Sermon text: John 8:31-36
Everything about this is wrong. He was too young. Fifty-four is much too young to pass away. The circumstances of his death are wrong. A heart attack while driving on the road home. The timing of it is wrong. We're a week away from Christmas. Bad things aren't supposed to happen at Christmas time.
Wrong! Wrong! Wrong!
Of course, there's a lot that's wrong in our world. We see on the news each night of something else that's gone wrong. War, disaster, disease, poverty, hunger. All wrong. Even within ourselves there is much that is not as it should be. We treat strangers as enemies and those we love most we too often take for granted. Our lives are far too brief. Our loves too fragile. We are not honest with ourselves or with others. We cave into our fears instead of doing what is right and necessary. We do not appreciate what we have. We obsess over those things we desire most.
All of it has gone wrong.
We are trapped in many ways by the wrongness of this world. Imprisoned by it, and no proof of that is more powerful and more conclusive than what brings us here today. We are gathered to mourn the death of a beloved friend, brother, son, and husband. We are here to mark the death of Dennis Herbst, a death that is, like so much else in our world, wrong.
Why? That's always a difficult question, especially when there was so much that was right in Dennis' life. He was a good man, hard working. Loved his wife. Loved his family. A man of the earth, ever comfortable tending his garden or being out in the woods. A quiet but thoughtful man. It was a simple life, but a good one. There was nothing in it that merited it being cut short so early. Nothing in it that one can point to that says he had this coming.
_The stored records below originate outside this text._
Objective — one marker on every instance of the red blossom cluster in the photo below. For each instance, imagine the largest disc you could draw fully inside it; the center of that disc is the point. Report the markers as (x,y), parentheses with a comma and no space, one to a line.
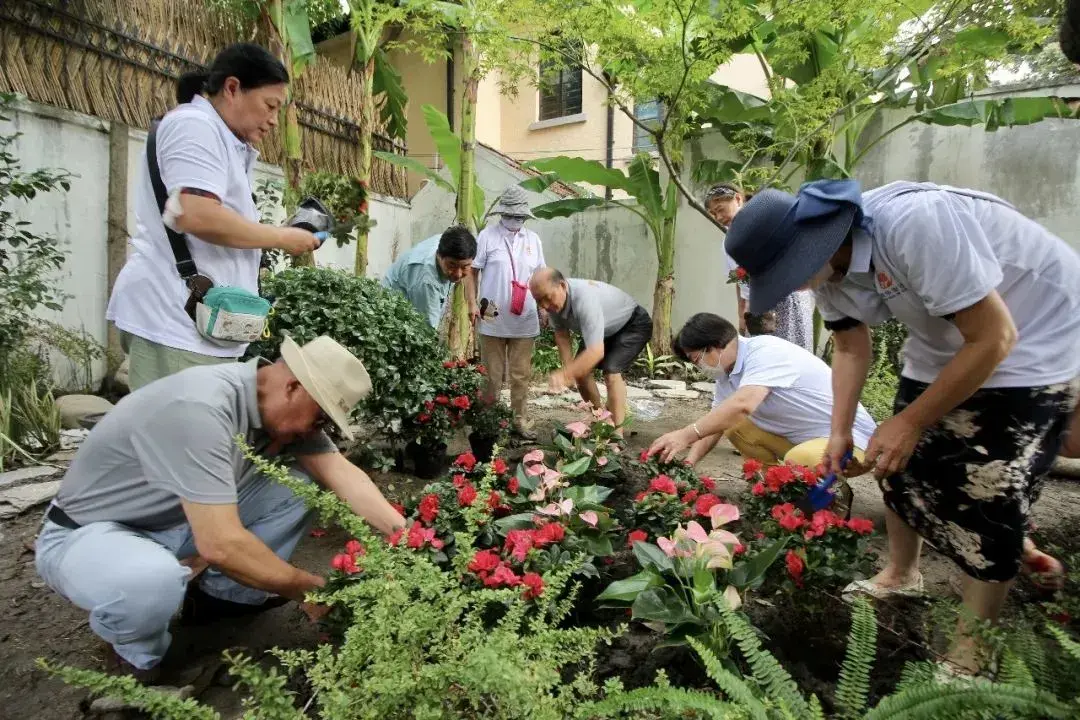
(347,561)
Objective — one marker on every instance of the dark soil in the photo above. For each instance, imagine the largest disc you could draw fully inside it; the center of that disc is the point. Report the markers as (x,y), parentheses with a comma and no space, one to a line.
(35,622)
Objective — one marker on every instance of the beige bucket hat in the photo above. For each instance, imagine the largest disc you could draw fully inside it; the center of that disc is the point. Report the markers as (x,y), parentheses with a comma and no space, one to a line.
(333,376)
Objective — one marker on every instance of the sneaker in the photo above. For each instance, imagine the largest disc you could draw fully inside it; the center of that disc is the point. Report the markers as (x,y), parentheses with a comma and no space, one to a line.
(202,609)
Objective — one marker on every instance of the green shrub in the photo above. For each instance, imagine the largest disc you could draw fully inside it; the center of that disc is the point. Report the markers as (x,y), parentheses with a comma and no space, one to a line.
(399,349)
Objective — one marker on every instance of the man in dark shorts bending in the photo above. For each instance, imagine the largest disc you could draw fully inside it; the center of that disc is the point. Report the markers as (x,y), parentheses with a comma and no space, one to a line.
(613,330)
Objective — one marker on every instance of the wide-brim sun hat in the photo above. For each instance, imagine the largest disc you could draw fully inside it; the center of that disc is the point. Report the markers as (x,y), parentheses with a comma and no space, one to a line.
(335,378)
(782,240)
(514,202)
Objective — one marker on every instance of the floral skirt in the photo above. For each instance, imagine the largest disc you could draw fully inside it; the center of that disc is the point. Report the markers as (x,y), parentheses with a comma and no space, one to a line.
(974,475)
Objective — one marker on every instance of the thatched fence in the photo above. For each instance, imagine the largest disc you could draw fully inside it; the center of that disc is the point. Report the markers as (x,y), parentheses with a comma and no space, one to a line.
(119,59)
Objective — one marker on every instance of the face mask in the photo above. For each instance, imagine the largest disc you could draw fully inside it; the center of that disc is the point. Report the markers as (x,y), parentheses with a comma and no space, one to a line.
(512,223)
(711,371)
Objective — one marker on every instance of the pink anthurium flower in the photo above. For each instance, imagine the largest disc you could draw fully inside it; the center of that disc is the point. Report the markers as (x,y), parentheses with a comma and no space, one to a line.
(723,514)
(578,429)
(535,456)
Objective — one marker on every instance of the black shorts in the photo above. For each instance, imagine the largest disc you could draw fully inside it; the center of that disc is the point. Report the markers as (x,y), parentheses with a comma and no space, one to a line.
(622,349)
(976,472)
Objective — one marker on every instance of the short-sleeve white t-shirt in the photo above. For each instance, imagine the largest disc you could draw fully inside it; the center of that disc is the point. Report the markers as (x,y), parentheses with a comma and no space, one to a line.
(799,404)
(196,149)
(932,250)
(494,246)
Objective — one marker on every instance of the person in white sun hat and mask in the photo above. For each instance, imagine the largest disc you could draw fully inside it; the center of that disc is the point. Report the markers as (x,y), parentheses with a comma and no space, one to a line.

But deserve has nothing to do with it when the world has gone wrong. And it has. It went wrong a long time ago. And the fact that it has is something that God has busied himself with ever since.
You see, God has been wanting to fix what has gone wrong. He's wanted to fix the ways in which we mistreat each other. He's wanted to fix the brokenness of the world around us. He's wanted to make it so that none ever need gather like this again, bound together in grief, bound together by death.
Death and sin are what have made things so wrong in our world. But God has a solution.
It may seem wrong for Dennis to have died so close to the Christmas holiday, but there is something fitting and right about our gathering together now, at this time. You see, that's the solution. No, not the day itself, nor all the human traditions that we've built up around it.
It's that baby that's the solution: Jesus, the Christ. God incarnate and come down to Earth. Here to fix what has gone wrong.
That's why he came. And all of Jesus' life he shows us how he's going to fix everything. He came among us and taught us that love is greater that hate. He showed us that even those society abandoned were people of immense value to God. Those broken by the world, those who infirm or diseased, he gave them healing. Those burdened by guilt, he forgave. He fixed what had gone wrong for them.
But those handful of examples were simply that: examples. What Jesus really came to do, he would do for everyone. And so to fix everything, he handed himself over to death. And we, the very people he came to help, nailed him to a cross and left him to die. And die he did. But it was a death with purpose; it seemed wrong, but it was not random or meaningless. No, he died for us. God died so that we could live.
It may be hard for us to wrap our brains around that. But it is that truth that sets us free. It is the truth that sets right what has gone wrong. You see the story doesn't end for Jesus on Good Friday. It doesn't end at the cross. There's more for him and for us.
What await Jesus after the cross is the empty tomb of Easter. He returns. He is resurrected. Life emerges where death once held fast. And what has happened to our Christ is what he now promises will happen to us.
St. Paul writes of this promise in that wonderful passage that I read from Romans at the beginning of our worship. “If we have been united with him in a death like his, we shall certainly be united with him in a resurrection like this.” That's how this works. That's how everything that is wrong becomes right. Dennis, you, me, all of us just as we will see death, we will also see resurrection thanks to Jesus Christ.
It's why he came. That promise is sure. It is sure for Dennis. He will live again. It is sure for you and for me. We will live again. Death has been defeated. What was wrong in the world is now made right in Jesus Christ. Amen.